A few months later
The city had moved on. Seasons shifted, and the streets of Aurivelle carried a different rhythm now—familiar but changed, as if time had rearranged the melody. The cafés still hummed with conversation, the bookstores still smelled of ink and old paper, and the bridges still held quiet whispers of passing strangers.
And somewhere in the middle of it all, Oryn had settled into a routine again. Work, projects, the occasional exhibit. Life had returned to its steady pace. Yet, beneath it, something lingered—an unfinished sentence, a note left unread, a book that still sat on his shelf, untouched since that night.
But life had a way of circling back.
He hadn't expected the invitation.

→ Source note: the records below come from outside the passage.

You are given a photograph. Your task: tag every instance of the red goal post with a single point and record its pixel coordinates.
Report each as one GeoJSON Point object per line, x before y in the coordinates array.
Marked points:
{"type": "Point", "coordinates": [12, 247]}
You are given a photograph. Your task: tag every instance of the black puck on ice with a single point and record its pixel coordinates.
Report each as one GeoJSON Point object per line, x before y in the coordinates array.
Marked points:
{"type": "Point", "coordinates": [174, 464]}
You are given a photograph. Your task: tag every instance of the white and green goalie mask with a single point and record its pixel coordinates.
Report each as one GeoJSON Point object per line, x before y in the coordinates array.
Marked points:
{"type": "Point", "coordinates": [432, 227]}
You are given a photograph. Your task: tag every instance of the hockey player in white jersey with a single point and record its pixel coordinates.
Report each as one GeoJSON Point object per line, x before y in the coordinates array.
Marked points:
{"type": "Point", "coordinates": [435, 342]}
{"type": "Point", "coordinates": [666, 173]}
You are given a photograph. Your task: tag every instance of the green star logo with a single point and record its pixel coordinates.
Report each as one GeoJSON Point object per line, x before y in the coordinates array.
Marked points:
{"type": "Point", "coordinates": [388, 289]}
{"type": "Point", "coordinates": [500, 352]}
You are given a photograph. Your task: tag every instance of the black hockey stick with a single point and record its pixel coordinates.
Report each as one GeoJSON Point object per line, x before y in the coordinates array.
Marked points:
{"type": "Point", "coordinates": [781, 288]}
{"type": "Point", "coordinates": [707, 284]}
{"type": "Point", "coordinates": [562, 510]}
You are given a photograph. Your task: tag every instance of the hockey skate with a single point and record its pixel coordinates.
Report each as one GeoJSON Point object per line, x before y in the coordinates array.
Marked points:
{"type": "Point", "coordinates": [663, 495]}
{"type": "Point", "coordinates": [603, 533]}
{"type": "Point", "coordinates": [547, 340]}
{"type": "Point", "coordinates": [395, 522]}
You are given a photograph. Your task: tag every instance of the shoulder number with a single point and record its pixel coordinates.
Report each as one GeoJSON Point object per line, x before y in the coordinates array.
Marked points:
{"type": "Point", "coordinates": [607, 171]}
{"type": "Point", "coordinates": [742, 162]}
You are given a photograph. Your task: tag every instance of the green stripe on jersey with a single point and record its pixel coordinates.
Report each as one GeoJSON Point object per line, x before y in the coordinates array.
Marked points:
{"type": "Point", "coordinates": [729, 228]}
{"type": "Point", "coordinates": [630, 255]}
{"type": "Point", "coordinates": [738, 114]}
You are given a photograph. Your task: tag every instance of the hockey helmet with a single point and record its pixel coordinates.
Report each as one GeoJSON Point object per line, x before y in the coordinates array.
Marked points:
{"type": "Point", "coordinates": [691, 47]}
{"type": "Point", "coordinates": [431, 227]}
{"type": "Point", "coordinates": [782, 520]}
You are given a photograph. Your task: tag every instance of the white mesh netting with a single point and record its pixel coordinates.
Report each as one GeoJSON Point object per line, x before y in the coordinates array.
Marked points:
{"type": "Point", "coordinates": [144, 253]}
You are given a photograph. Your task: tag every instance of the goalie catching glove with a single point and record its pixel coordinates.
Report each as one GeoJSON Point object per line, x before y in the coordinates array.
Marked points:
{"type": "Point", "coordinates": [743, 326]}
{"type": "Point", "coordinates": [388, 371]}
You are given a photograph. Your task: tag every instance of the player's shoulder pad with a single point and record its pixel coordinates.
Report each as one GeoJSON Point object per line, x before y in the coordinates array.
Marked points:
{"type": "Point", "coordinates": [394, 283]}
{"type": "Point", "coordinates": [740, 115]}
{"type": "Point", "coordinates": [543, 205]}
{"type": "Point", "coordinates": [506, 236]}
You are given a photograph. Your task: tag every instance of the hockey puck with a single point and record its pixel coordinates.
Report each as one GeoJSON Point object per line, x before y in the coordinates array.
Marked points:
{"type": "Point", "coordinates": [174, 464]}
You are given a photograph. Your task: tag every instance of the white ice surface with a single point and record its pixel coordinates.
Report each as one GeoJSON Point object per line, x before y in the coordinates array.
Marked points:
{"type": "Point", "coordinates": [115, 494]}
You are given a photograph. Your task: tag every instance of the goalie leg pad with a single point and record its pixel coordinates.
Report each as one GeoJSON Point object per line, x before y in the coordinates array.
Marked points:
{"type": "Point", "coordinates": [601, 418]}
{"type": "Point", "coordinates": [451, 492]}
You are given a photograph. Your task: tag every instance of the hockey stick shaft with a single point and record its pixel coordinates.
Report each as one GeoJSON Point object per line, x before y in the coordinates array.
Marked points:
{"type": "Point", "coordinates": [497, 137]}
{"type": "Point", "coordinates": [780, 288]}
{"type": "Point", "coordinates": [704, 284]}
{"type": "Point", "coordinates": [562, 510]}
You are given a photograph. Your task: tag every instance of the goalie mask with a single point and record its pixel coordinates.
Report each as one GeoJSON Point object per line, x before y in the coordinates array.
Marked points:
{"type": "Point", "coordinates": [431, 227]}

A colleague had mentioned it in passing, an event meant to bring creatives together—writers, artists, storytellers. The kind of gathering he usually avoided, preferring the quiet solitude of his own process. But something about this one had caught his attention.
A feature on a rising writer. Someone whose words had stirred something in people, whose stories carried a quiet ache that felt strangely familiar.
A name that, at first, had meant nothing to him.
But now, as he stood at the entrance of the gallery, the weight of it settled into his chest like a forgotten memory coming back to life.
Lana Vienne.
He hadn't known her name before. Not when she had been only ink in the margins of a book. Not when she had left words behind like breadcrumbs leading nowhere. But now, it was there, printed on the event program, spoken in murmured conversations around the room.
She was here. Somewhere in this space, just beyond the crowd, in a city that had once held them both as strangers.
Oryn exhaled slowly, fingers tightening around the edges of the program.
It had been months. A lifetime and a moment all at once.
And tonight, for the first time, he would meet her—not through words on a page, not through letters exchanged in the quiet corners of a café, but here, in the real world.
A story unfolding.
And this time, he wouldn't let it end before it even began.